Surgery can be undertaken when one of the following objectives are met:
(1) blood gases normalize with no significant changes between preductal and postductal samples,
(2) echocardiogram demonstrate reduce pulmonary pressure and pulmonary peripheral resistance.

Operative management consist of abdominal approach, closure of hernia by primary repair or use of
mesh, and correction of malrotation. Postoperative management is very difficult. Due to hypoplastic lungs, there is frequently pulmonary hypertension leading to right-to-left shunting and progressive hypoxemia, hypercarbia, and acidosis that worsens the pulmonary hypertension. The use of chest tubes may cause overstretching of the already hypoplastic alveoli causing: increase pulmonary hypertension, reduce functional residual capacity and reduce lung compliance. Postoperatively, the infant should be kept paralyzed and ventilated and only very slowly weaned from the ventilator. The severity of pulmonary hypoplasia, both ipsilaterally and contralaterally, is the main determinant of outcome.

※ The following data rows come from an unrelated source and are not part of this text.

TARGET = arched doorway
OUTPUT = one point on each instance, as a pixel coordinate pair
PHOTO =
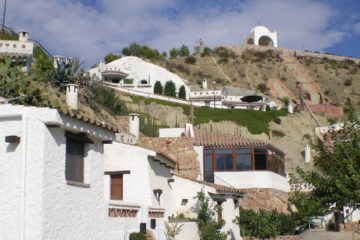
(250, 41)
(266, 41)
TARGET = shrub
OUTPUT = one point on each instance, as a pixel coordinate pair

ECMO (extracorporeal membrane oxygenator) has come to reduce somewhat the mortality of this condition. The mortality of congenital diaphragmatic hernia is directly related to the degree of lung hypoplasia associated. Death is caused by persistent pulmonary hypertension and right ventricular failure. Prospective studies of prenatally diagnosed fetus prior to 25 wk. gestation has shown that 60% will die despite optimal postnatal care. This unsolved problem has prompted investigators to develop new treatment options such as preoperative stabilization, jetfrequency ventilation, and ECMO. Another area of development is intrauterine fetal surgical repair.

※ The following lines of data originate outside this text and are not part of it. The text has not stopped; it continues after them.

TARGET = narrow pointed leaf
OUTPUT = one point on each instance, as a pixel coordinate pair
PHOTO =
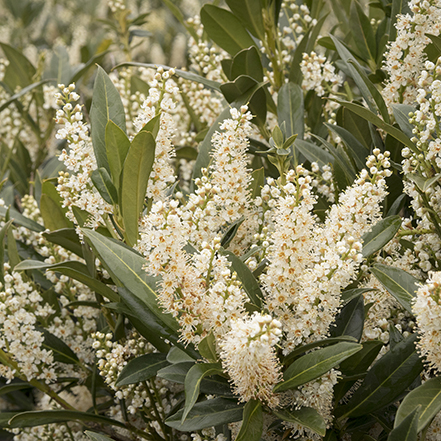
(193, 381)
(252, 424)
(427, 397)
(315, 364)
(136, 172)
(43, 417)
(126, 268)
(207, 413)
(106, 106)
(382, 232)
(141, 369)
(97, 436)
(117, 146)
(249, 12)
(225, 29)
(388, 378)
(407, 430)
(249, 282)
(74, 269)
(398, 282)
(306, 417)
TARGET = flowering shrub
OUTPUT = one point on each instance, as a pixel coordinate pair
(240, 243)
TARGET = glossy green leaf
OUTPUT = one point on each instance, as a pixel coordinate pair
(427, 397)
(97, 436)
(356, 150)
(191, 76)
(244, 274)
(247, 62)
(408, 429)
(207, 348)
(290, 109)
(117, 146)
(398, 282)
(126, 268)
(297, 352)
(193, 381)
(387, 379)
(377, 121)
(350, 319)
(252, 424)
(62, 353)
(349, 294)
(361, 361)
(401, 114)
(74, 269)
(249, 12)
(313, 153)
(176, 372)
(381, 234)
(205, 148)
(176, 355)
(3, 234)
(106, 106)
(67, 238)
(306, 417)
(43, 417)
(258, 182)
(225, 29)
(135, 176)
(423, 183)
(13, 256)
(141, 368)
(373, 91)
(207, 413)
(315, 364)
(103, 183)
(362, 32)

To achieve success fetal surgery should:
(1) pose no risk to the mother (innocent bystander) or her future reproductive capacity;
(2) tocolytic therapy in the post-op weeks should proved effective to avoid prenatal stillbirths; and
(3) the procedure should be superior to conventional therapy. Intrauterine repair has meet with limited success due to herniation of the fetal liver into the chest through the defect. Disturbance of the umbilical circulation during or after liver reduction causes fetal death. Positive-pressure ventilation after birth reduces the liver before the baby comes for surgical repair. Dr. Harrison (USFC Fetal Treatment Center) has devised separate fetal thoraco-abdominal incisions to deal with this problem ("two-step dance"), reducing or amputating the left lateral segment of the liver. Another less invasive approach is enlarging the hypoplastic lungs by reducing the normal egress of fetal lung fluid with controlled tracheal obstruction called PLUGS (Plug Lung Until it Grows).

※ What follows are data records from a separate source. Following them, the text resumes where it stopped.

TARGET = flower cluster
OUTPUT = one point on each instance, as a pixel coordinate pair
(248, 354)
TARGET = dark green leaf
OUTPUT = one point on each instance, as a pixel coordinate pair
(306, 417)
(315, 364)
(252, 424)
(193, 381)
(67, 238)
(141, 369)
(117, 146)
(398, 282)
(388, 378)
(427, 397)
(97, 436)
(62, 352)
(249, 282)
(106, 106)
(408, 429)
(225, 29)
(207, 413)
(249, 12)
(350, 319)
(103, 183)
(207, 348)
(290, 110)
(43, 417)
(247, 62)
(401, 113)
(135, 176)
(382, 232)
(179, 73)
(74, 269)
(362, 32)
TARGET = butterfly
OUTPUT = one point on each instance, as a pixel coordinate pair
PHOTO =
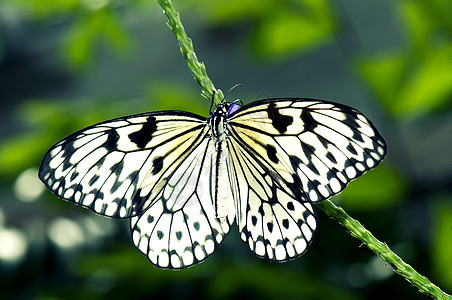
(183, 179)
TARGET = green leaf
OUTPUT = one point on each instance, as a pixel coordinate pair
(375, 190)
(384, 74)
(429, 87)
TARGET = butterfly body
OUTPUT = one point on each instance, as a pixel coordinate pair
(184, 179)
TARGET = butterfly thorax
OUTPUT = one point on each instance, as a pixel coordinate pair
(219, 181)
(217, 121)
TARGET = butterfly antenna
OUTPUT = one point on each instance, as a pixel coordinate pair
(232, 88)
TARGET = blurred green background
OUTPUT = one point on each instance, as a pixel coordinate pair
(66, 64)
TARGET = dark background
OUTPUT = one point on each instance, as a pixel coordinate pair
(66, 64)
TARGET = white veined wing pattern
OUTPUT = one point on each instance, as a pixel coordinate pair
(287, 154)
(183, 178)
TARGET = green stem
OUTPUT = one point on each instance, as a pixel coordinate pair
(383, 251)
(337, 213)
(186, 47)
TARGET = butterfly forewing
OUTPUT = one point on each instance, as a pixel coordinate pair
(316, 147)
(117, 167)
(183, 179)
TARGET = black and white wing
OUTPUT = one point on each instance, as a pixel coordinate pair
(286, 154)
(129, 167)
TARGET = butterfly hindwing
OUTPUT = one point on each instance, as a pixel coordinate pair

Delayed presentation beyond the neonatal period is rare, estimated to occur in 4-6% of cases. Infants
and children will present with either respiratory or gastrointestinal symptoms such as: chronic respiratory tract infection, vomiting, intermittent intestinal obstruction, and feeding difficulty. Occasionally the child is asymptomatic. The small size of the defect protected by either the spleen or the liver and the presence of a hernial sac may delay the intestinal herniation into the chest. A rise intraabdominal pressure by coughing or vomiting transmitted to any defect of the diaphragm makes visceral herniation more likely. Diagnosis is confirmed by chest or gastrointestinal contrast imaging. Management consists of immediate surgery after preop stabilization. Most defects can be closed primarily through an abdominal approach. Chest-tube placement in the non-hypoplastic lung is of help. Surgical results are generally excellent. A few deaths have resulted from cardiovascular and respiratory compromise due to visceral herniation causing mediastinal and pulmonary compression.